24e Xbre 1776
Monsieur De Crassy, Madame, quitte les ruines du païs de Gex pour avoir le bonheur de vous faire sa cour, et moi je reste écrasé sous ces ruines.
Il vous racontera toutes nos opressions et tous nos malheurs. Vous croiez bien que dans ce labirinthe de misères je n'ai eu ni le tems, ni la liberté d'esprit nécessaire pour finir ce que j'avais commencé sous vos yeux, et ce que je n'aurais pu heureusement achever qu'en étant éclairé par vos conseils, et soutenu par vôtre présence.
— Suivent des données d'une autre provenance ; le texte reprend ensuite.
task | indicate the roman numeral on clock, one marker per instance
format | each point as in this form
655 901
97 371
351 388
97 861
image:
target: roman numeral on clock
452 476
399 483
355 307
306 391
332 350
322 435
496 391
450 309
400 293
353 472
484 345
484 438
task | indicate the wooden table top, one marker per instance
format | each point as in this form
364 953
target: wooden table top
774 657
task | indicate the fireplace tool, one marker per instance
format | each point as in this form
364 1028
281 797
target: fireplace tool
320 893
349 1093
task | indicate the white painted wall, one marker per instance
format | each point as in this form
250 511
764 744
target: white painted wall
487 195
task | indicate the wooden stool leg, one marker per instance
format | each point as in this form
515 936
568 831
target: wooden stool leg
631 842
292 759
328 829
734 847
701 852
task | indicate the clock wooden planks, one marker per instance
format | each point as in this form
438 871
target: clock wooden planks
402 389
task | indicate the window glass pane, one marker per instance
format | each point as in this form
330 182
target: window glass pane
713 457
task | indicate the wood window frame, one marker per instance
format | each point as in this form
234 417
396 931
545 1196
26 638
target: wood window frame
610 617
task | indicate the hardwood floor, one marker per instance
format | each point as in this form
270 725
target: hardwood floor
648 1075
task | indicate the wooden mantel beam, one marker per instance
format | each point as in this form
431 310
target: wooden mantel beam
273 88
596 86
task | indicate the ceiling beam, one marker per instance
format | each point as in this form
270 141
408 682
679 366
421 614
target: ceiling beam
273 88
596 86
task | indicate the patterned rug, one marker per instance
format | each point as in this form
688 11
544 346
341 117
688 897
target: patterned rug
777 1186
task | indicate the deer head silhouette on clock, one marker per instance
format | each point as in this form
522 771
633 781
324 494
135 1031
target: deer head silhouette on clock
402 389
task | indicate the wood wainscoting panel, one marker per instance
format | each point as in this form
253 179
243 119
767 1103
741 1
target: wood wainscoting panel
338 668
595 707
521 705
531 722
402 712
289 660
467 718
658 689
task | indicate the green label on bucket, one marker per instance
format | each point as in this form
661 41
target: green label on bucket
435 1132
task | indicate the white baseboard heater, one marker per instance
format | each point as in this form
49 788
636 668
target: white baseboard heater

Ces petites entreprises là demandent tout ce que je n'ai point, gaité, santé, jeunesse, facilité de travail, conseils, tête uniquement occupée de son objet. J'ai été très malheureux cette année en vers, en prose, et en chifre, et qui pis est cette année est ma quatre vingt troisième. Toutes les disgrâces ont fondu sur moi du jour que vous avez quitté vôtre ville naissante de Ferney. Le comble de nôtre malheur est d'être abandonnés par St Géran. On dit qu'il ne reviendra point voir le joli théâtre qu'il avait bâti, qu'il s'est ruiné à Bâle, et qu'il est entièrement dégoûté de la Suisse. Nous voions tomber à la fois nos manufactures et nôtre Comédie, mais si vous protègez toujours ce petit coin de terre, et surtout si vous l'honorez encor de vôtre présence, vous nous rendrez la vie.
Je suis dans une ignorance absolue de tout ce qui se passe. Je vois seulement de très loin et très confusément qu'on nous fait beaucoup de mal, et je ne me console qu'en me flattant que vous nous voulez toujours du bien. Je me mets à vos pieds, Madame, du fond de ma caverne dont je découvre sept lieues de neiges. Mon esprit est à la glace, mais mon coeur est rempli pour vous du plus tendre respect.